If you see double pageviews for a single navigation, check that the Clickport script is only included once. In frameworks like Next.js, avoid placing the script in both _document.js and _app.js. Also verify that you are not calling a manual pageview alongside the automatic tracking.

Missing pageviews on route change

If some navigations are not being tracked:

Pageview on initial load plus route change

This is expected behavior. The tracker sends one pageview when the script first loads (the initial page), and then one for each subsequent SPA navigation. If you see an initial pageview for / followed by a navigation to /dashboard, that means the visitor landed on the root URL and your app redirected them client-side.
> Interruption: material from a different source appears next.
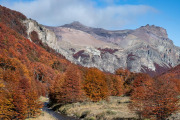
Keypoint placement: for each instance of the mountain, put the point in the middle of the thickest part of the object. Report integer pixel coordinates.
(146, 49)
Server-side rendering (SSR)

Frameworks like Next.js and Nuxt can render pages on the server before hydrating on the client. The Clickport tracker only runs in the browser, so there is no conflict with SSR. The initial pageview is sent when the script loads on the client side after hydration. Subsequent navigations are handled by the client-side router as normal SPA transitions.

Testing locally. The tracker auto-disables on localhost. To test SPA tracking during development, set window.__CP_TEST__ = true before the tracker loads. See Script Configuration for details.